Freshwater salmon hatcheries are land-based aquaculture facilities that breed, hatch and rear juvenile salmonids, which are then transferred to marine fish farms for on-growing.
About Salmon Hatcheries
Most salmon operators in Tasmania utilise land-based aquaculture facilities to breed, hatch and rear animals, before transporting salmon to marine farms for maturing and harvesting.
There are currently several hatcheries operating in Tasmania for the purpose of fish production, education research and development, recreational fisheries and commercial markets.
Salmon Hatchery Licensing
Salmon hatcheries are required to carry a licence, which contains conditions relating to the species of fish permitted to be grown, the location and size of the farm, the source of fish stock and requirements for disease management and the prevention of fish escapes.

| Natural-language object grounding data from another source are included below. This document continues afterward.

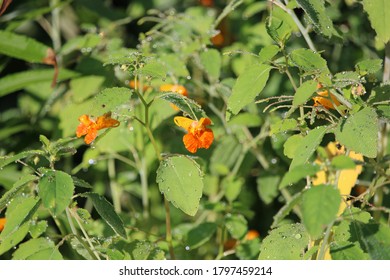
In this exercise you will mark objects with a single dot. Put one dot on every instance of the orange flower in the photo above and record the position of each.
(174, 88)
(89, 127)
(198, 135)
(323, 99)
(2, 223)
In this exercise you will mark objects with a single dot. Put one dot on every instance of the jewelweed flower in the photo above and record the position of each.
(323, 99)
(174, 88)
(89, 127)
(2, 223)
(198, 135)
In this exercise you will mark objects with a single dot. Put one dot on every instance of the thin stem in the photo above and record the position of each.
(114, 186)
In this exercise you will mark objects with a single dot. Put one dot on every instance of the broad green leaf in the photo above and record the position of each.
(359, 132)
(37, 229)
(286, 209)
(179, 178)
(287, 242)
(37, 249)
(315, 9)
(248, 85)
(308, 61)
(185, 104)
(278, 29)
(346, 78)
(55, 188)
(232, 187)
(22, 47)
(304, 92)
(154, 69)
(85, 42)
(18, 215)
(200, 234)
(308, 145)
(107, 212)
(17, 186)
(110, 99)
(267, 187)
(368, 66)
(225, 155)
(297, 173)
(379, 14)
(283, 125)
(174, 64)
(245, 119)
(236, 225)
(248, 249)
(84, 87)
(319, 207)
(344, 250)
(268, 52)
(291, 145)
(211, 61)
(20, 80)
(343, 162)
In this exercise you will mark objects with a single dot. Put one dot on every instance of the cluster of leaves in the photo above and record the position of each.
(252, 68)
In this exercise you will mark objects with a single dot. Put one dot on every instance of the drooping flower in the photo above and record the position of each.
(2, 223)
(174, 88)
(89, 127)
(198, 135)
(325, 99)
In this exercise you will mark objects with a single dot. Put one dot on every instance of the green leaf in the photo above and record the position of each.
(56, 190)
(291, 145)
(200, 234)
(308, 145)
(343, 162)
(37, 229)
(287, 242)
(110, 99)
(359, 132)
(180, 180)
(379, 14)
(268, 52)
(211, 61)
(21, 80)
(278, 29)
(308, 61)
(344, 250)
(185, 104)
(248, 85)
(37, 249)
(267, 187)
(17, 186)
(154, 69)
(107, 212)
(232, 187)
(283, 125)
(297, 173)
(304, 92)
(286, 209)
(319, 207)
(368, 66)
(18, 215)
(84, 87)
(22, 47)
(236, 225)
(315, 9)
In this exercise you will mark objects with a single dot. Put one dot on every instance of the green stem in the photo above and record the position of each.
(115, 192)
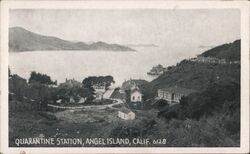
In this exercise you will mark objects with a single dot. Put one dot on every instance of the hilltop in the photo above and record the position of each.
(230, 51)
(197, 75)
(21, 39)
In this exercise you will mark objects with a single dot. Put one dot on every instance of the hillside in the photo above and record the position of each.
(199, 76)
(21, 39)
(229, 51)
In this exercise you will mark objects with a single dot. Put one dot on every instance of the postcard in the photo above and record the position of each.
(124, 77)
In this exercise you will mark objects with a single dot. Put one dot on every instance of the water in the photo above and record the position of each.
(80, 64)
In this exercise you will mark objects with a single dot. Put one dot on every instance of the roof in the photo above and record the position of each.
(179, 90)
(125, 110)
(136, 90)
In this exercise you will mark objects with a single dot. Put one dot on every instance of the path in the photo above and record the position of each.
(118, 101)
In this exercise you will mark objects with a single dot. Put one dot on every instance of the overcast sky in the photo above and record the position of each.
(160, 27)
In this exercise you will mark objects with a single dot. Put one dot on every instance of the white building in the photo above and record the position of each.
(136, 95)
(99, 91)
(126, 114)
(173, 94)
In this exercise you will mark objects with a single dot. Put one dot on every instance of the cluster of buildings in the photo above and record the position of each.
(212, 60)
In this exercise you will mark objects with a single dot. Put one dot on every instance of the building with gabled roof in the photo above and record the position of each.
(126, 114)
(136, 95)
(174, 94)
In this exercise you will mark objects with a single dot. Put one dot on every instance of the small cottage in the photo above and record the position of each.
(82, 100)
(173, 94)
(126, 114)
(136, 95)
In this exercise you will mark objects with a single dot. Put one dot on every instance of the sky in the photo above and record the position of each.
(139, 26)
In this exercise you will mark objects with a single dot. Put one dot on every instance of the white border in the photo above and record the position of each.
(242, 5)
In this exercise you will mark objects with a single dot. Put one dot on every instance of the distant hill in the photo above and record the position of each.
(21, 39)
(229, 51)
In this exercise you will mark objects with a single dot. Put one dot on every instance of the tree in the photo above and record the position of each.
(98, 80)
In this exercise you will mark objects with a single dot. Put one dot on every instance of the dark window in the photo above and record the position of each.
(172, 97)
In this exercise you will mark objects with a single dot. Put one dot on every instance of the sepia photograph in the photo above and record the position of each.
(131, 77)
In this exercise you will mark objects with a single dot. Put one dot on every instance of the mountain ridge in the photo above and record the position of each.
(21, 40)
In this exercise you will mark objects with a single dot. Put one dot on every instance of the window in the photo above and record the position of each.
(172, 97)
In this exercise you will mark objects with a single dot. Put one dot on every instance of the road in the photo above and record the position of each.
(100, 107)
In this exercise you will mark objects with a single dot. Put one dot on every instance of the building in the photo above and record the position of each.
(173, 94)
(99, 91)
(136, 95)
(126, 114)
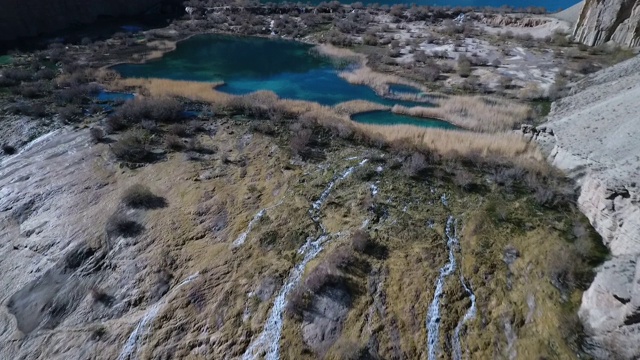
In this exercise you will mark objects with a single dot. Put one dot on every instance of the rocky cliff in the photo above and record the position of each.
(22, 18)
(605, 20)
(596, 131)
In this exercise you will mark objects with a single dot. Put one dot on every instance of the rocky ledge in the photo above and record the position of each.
(595, 140)
(605, 20)
(24, 18)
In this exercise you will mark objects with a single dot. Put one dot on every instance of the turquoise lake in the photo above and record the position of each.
(248, 64)
(388, 118)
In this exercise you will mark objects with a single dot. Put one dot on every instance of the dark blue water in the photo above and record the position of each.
(388, 118)
(109, 96)
(403, 89)
(248, 64)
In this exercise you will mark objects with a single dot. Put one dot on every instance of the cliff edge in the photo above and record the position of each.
(24, 18)
(609, 20)
(596, 132)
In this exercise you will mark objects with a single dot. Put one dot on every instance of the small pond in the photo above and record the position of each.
(387, 118)
(249, 64)
(403, 89)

Licence fees are based on the hatchery’s maximum standing biomass, which is grouped into three
- Category one: Standing biomass of greater than 100 tonnes
- Category two: Standing biomass greater than two tonnes but less than or equal to 100 tonnes
- Category three: Standing biomass equal to or less than two tonnes
Fish Farm Management Plans
To ensure that a hatchery is meeting high and consistent standards in relation to the environment, biosecurity and resource use, operators must implement a Fish Farm Management Plan.
A Fish Farm Management Plan details the policies and procedures an operation must implement, which covers:
- operational biosecurity procedures
- biosecurity incident and emergency procedures
- equipment and vehicles
- staff, contractors and visitors
- access to, and movement in, the fish farm
- fish feed
- quarantine and testing areas
- prevention of escapes and incidental transfers.
A Fish Farm Management Plan is developed and approved alongside the fish farm licensing process.